Many studies have shown that the first three years of a child’s life are the most important years of development. According to Dr. Bruce Perry, an internationally known expert on childhood behavior and trauma, if a baby is not fed consistent, predictable messages of love and communication, the child’s capacity to function later in life – as it was with Christina — is affected.

At birth, the brain contains billions of neurons, but social interaction and communication wire it to either its full potential or a compromised state. With neglect and trauma, the brain is not be being “fed” enough to help it develop properly. Brain scans have shown that a severely neglected child’s brain is significantly smaller than that of a child who was loved and cared for from birth.

Children who have been neglected or experienced trauma often display anxiety, impulsivity, hyperactivity, difficulty experiencing empathy and impaired problem-solving skills. They also often go into survival mode. We see all of these things in some of our foster care children.

It takes a strong experience of safety and nurturing, a good, structured environment, and knowledgeable parenting to help such a child grow and heal. Therefore, it is very important for foster or adoptive parents to become educated on this matter, otherwise they might see a child’s behavior as a bad, when in reality, the child’s actions are the result of past experiences.

The more knowledge our caregivers have, the easier it is on them and the child, and this understanding can help weave the child into functioning society.
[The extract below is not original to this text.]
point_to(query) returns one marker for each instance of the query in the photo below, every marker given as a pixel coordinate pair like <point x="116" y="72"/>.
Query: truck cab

Here at SaintA, we provide many trauma informed services to children and caregivers, but I wish our understanding and practices were more widespread. If so, things might be a little easier in foster care systems everywhere, and placement stability might be higher. Children would not be bounced from home to home if more caregivers truly understood how trauma affects behavior and emotional stability.

I ask myself, in our roles as case managers, what more can we do to help teach caregivers? Or help children be able to learn to trust adults, and bond with people? We just need to always spend that extra time, take that extra step.

We will not be in the lives of a child in the foster care system forever; however, we can make a difference in the time we are there. It all starts with us. It all starts with understanding and educating what is not talked about as much as it should be. SaintA can make a difference, not only to these families, but also to the community.


Interested in learning more about trauma informed care? Attend a community training session.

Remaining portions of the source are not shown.